前回、戦後20年の復興と経済成長の話を書きましたが、そのエントリーを書くきっかけとなったのは、脳科学者・池谷裕二さんの新聞記事でした。その記事は、実は表題の本の書評でしたので、今回はその本の紹介です。 

ウィスキー販売が軌道に乗ったばかりのサントリーが、ビール産業に乗り出し、紆余曲折を経て成功に至る道程をバックボーンに、高度成長期の日本をあぶり出す。

池谷さんは、人類史上でも稀有な時代変貌をとげた日本を描いた本書について、いったん上記のように要約しますが、本書の魅力を伝えるには不十分だとして、こう言い直します。

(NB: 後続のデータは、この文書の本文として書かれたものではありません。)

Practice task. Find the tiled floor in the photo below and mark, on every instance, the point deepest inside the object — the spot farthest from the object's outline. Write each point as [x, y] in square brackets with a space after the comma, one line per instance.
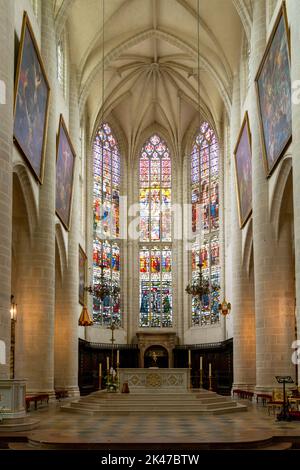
[253, 425]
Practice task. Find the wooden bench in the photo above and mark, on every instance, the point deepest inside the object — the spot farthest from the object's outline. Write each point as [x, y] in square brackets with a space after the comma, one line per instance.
[264, 397]
[35, 399]
[61, 393]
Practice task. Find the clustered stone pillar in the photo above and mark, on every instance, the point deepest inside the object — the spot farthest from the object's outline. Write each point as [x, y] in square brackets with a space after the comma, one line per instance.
[66, 319]
[272, 301]
[294, 14]
[36, 291]
[6, 130]
[243, 315]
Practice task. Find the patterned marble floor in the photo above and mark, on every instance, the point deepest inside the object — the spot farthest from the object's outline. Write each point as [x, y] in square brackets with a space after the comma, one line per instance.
[253, 425]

サントリー社長・佐治敬三と同社員にして芥川賞作家・開高健という、この時代が醸出した豪傑が巡り会い、複雑に絡む。そのプロセスの描画が鮮烈なのだ。赤裸々な記述が臨場感を生み、活字の海で二人は生き生きと遊ぶ。読み進めるのがとんでもなく楽しい。養子縁組の謎を解く過程は推理小説さながらだし、ベトナム戦争の一幕は、戦後70周年を迎えた今だからこそ読む価値がある。

池谷さんの紹介文が上手いのと、開高健の『輝ける闇』を読んでいたこともあり、ぜひ読みたくなりました。

 

ではまた…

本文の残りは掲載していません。